The Nigerian Exchange Limited (NGX) extended its bearish session on Wednesday, February 25, 2026, with the benchmark All-Share Index dipping 0.06% to close at 194,370.20 points, down from 194,484.61 points the previous day.
Total market capitalisation followed suit, contracting by N73.43 billion to settle at N124.75 trillion from N124.83 trillion, reflecting cautious investor sentiment amid selective profit realisation in key sectors.
Trading volume rose 21.0% to 1.4 billion shares, indicating heightened activity, while total value traded declined 13.4% to N46.2 billion. FTG Insurance led volume with 193.7 million units (14.1% of total turnover), while Zenith Bank dominated value with N11.1 billion worth of trades (24.0% of aggregate value).
Sectoral movements were mixed but tilted negative overall. The NGX Banking Index retreated as investors locked in gains from recent rallies in tier-one lenders. The NGX Insurance Index also declined, dragged by broad-based weakness among underwriting stocks. The NGX Oil & Gas Index slipped to 4,066.48 points amid mild profit-taking in energy names, despite pockets of demand in select downstream plays.
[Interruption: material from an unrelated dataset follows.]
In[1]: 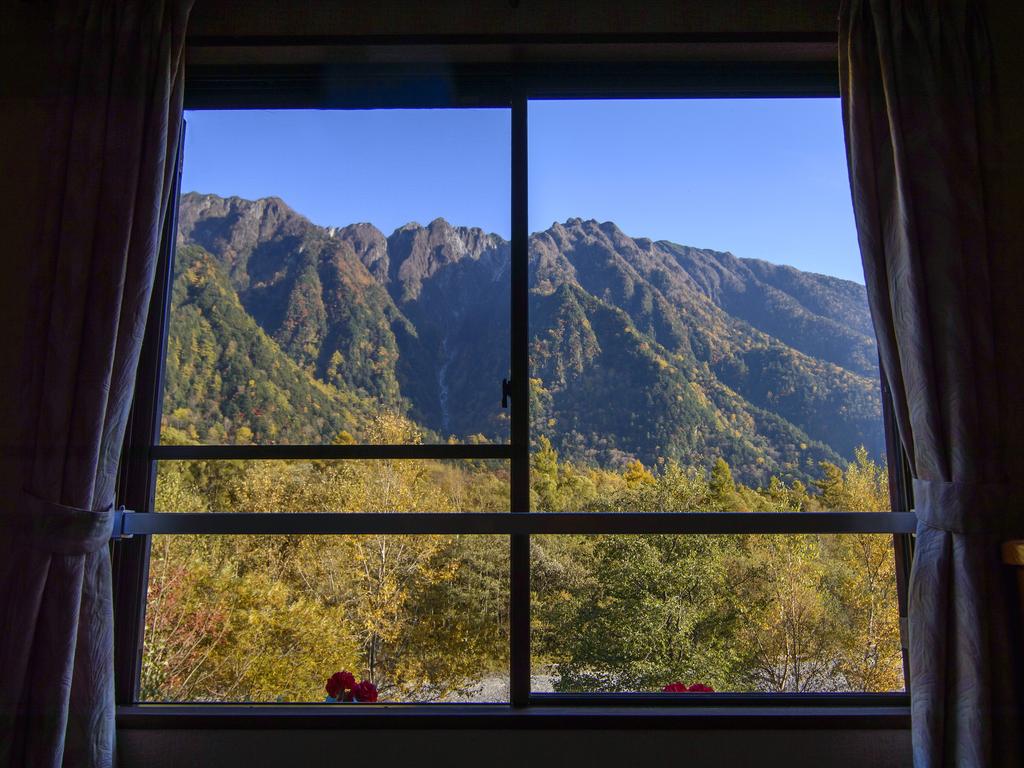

In contrast, the NGX Consumer Goods Index advanced, buoyed by renewed interest in food and beverage counters. The NGX Industrial Index saw a marginal retreat, as softness in cement majors offset earlier sector strength.
Market breadth remained negative, with 22 advancing stocks against 54 decliners. Top performers included Jaiz Bank, Okomu Oil Palm, and Trans-Nationwide Express, each posting near-double-digit gains. Buying interest also lifted consumer heavyweights BUA Foods and Dangote Sugar, providing some support to the broader index.
On the losing side, ABC Transport, RT Briscoe, and Skyway Aviation Handling recorded the steepest declines, while sell pressure in financial services and diversified industrial names amplified the day’s downward bias.
The session’s performance reflects a typical consolidation phase following the market’s strong run in prior weeks, with investors taking profits in recently rallied sectors while selectively accumulating in defensive and undervalued counters. Analysts note that ongoing macroeconomic stability, recent monetary policy signals, and earnings expectations continue to underpin medium-term optimism, though short-term volatility from profit-taking and sector rotation remains evident.
As the NGX maintains levels above the 194,000-point mark, attention now shifts to upcoming corporate earnings releases and any further policy cues that could influence the next directional move in Africa’s largest equities market.